Entre dois poemas, surgem-nos doze contos, mas ainda antes há espaço para um primeiro texto, o único que não é ficção, Chão Zero, uma elegia à casa dos bisavós, ardida nos recentes incêndios de Outubro de 2017. Não obstante a carga emocional que traz consigo, marca-nos ainda mais pela proximidade do acontecimento, o luto é recente e o texto um relato das sensações da autora perante a casa: “Tenho de reportar a minha infância ardida e dão-me um formulário da Protecção Civil”.

Uma das fragilidades da colectânea que começa realmente depois deste texto, acaba por ser, infalivelmente, a dispersão de temas entre contos, principalmente porque há também uma elevada disparidade de interesse entre eles, os primeiros mais dedicados a temas humanitários da actualidade, como o caso do senhor Saadi, um refugiado sírio que na verdade não se chama Saadi, em Do inferno ninguém regressa, confinado a um lar onde, apesar das boas intenções, não lhe é permitida a saída; ou a história de um jihadista português regressado a casa, em A Troca, que termina com danos sobre um cardume de tainhas.

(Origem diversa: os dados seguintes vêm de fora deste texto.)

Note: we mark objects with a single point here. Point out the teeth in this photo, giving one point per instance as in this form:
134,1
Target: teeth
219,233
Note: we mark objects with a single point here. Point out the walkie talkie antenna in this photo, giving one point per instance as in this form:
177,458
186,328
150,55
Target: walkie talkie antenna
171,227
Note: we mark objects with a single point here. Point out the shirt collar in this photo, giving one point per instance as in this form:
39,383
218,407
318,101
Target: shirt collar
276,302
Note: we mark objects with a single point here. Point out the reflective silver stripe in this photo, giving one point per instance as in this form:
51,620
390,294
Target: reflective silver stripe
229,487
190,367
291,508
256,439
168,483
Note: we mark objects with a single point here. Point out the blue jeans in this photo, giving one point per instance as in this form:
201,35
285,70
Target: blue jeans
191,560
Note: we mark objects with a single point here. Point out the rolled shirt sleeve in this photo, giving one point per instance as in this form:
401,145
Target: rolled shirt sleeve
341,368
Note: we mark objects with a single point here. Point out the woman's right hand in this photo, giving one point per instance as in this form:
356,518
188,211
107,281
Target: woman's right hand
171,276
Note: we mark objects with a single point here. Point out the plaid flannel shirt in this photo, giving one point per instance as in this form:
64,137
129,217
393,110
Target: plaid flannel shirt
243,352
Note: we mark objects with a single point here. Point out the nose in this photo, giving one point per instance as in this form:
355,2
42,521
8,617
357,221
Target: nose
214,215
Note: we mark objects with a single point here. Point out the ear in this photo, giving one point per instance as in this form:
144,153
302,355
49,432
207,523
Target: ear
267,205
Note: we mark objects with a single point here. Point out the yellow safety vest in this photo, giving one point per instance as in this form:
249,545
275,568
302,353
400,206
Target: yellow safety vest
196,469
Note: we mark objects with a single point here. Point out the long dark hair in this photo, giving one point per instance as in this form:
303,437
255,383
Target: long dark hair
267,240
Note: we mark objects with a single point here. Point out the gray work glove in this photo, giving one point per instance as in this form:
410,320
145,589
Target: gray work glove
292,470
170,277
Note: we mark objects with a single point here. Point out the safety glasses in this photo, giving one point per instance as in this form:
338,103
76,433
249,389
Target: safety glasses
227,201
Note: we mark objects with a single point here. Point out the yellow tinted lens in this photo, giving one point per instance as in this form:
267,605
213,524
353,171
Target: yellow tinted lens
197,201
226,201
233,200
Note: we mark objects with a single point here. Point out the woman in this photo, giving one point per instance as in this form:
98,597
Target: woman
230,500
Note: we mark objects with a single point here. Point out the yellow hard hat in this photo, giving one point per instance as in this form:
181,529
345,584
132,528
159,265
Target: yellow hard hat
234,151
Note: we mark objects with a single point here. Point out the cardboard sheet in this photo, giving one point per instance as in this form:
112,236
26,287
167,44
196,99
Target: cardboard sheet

Ana Margarida de Carvalho / Fotografia de Fernando Dinis

O conto que dá título ao livro, Pequenos Delírios Domésticos, onde a narradora descobre que a governanta da sua casa de infância escondera durante toda a sua vida dois refugiados judeus da segunda guerra mundial no sótão, começa a indiciar uma mudança de tema para um cariz mais idiossincrático e hermético que marca os restantes contos da colectânea. Uma vida de Centrifugação, memória da infância passada a deleitar-se com a máquina de lavar roupa, enquanto censurado pela empregada doméstica delatora da PIDE, um dos melhores contos do livro, dá início a esta segunda secção onde nos contos, diferentes dos primeiros, e melhores, se acrescenta, à crítica aos tempos de hoje que também está presente nos primeiros, um elemento de absurdo reminiscente de uma certa vaga de contistas sul-americanos.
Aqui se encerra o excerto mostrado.